1

I have a data frame with factor columns. Here is a tiny example:

dat <- data.frame(one = factor(c("a", "b")), two = factor(c("c", "d")))

I can calculate the means of the numeric values that underlie the factor labels for each column:

mean(as.integer(dat$one))
[1] 1.5

But since there are very many columns in my data frame, I would like to avoid having to calculate all the individual means and would rather do something like:

colMeans(dat)

which doesn't work, since the columns are factors, or

colMeans(as.integer(dat))

which doesn't work either.

So how can I easily calculate the means of all factor columns, without a loop or individually calculating them all?
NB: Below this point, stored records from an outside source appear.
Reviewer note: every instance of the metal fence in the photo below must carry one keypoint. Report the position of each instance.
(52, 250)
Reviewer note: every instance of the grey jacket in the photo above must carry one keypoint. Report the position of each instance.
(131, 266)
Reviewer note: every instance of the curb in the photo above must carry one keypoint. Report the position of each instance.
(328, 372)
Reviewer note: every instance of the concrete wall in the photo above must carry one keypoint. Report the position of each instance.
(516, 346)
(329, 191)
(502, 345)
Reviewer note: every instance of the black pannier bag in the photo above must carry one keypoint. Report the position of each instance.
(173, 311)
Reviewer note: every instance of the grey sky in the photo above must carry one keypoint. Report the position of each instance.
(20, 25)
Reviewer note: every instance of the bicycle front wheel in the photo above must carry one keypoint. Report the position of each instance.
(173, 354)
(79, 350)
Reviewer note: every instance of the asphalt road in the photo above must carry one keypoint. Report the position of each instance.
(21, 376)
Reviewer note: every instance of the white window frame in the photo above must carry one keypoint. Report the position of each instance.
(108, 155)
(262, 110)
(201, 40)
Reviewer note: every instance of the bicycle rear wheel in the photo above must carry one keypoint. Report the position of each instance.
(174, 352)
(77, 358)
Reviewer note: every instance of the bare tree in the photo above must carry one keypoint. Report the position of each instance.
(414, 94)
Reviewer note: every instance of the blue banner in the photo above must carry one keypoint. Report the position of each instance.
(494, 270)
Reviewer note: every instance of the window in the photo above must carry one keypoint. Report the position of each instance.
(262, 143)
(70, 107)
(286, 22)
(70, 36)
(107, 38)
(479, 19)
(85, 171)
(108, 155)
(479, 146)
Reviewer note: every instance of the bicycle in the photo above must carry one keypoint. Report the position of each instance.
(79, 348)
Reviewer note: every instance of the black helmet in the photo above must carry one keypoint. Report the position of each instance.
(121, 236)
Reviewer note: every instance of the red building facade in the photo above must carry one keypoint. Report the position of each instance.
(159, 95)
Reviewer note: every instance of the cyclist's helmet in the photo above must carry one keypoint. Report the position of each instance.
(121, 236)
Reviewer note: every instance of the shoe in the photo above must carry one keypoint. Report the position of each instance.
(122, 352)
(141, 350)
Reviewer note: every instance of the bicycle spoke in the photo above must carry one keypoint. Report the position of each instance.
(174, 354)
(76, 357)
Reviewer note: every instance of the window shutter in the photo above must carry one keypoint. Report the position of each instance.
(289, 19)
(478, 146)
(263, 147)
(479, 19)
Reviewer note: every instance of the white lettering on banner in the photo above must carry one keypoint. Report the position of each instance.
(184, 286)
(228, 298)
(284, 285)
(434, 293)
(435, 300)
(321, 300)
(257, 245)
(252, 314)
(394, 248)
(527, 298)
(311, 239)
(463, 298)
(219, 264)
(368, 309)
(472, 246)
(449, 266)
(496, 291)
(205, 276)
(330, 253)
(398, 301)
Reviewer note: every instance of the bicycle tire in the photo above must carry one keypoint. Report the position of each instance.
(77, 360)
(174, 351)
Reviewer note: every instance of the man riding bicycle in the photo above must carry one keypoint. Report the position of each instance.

Do I really have to change the class of all columns?

Community
  • 1
  • 1
  • 2
    `colMeans(data.matrix(dat))` could work. – David Arenburg Feb 03 '16 at 08:00
  • @Pascal Do `str(dat)`, which will return three lines, one of which reads: `$ one: Factor w/ 2 levels "a","b": 1 2`. This tells you that "a" and "b" are merely the labels and that the factor contains numbers. By casting the factor as numeric or integer (my second example), I can get at these numbers. –  Feb 03 '16 at 08:08
  • Thank you, @DavidArenburg, that is perfect. –  Feb 03 '16 at 08:09
  • You should beware of such operations though. Sometimes the underlying integers could be pretty messed up. – David Arenburg Feb 03 '16 at 08:22
  • Thanks for the reminder, @DavidArenburg, that's easy to forget. In the present case I took great care to correctly sort my lables and think about wether the factors are actually more than ordinally scaled. –  Feb 03 '16 at 09:11

4 Answers4

2

The data.matrix is pretty much designed for such a task. It also skips numeric and integer columns, if present, and hence reduces memory usage, though the conversion to matrix could be an overhead, sometimes. So as long you don't have character columns, this should be pretty straightforward

colMeans(data.matrix(dat))
# one two 
# 1.5 1.5
David Arenburg
  • 91,361
  • 17
  • 137
  • 196
1

We can use lapply

lapply(dat, function(x) mean(as.integer(x)))

Or with dplyr

library(dplyr)
dat %>%
  summarise_each(funs(mean(as.integer(.))))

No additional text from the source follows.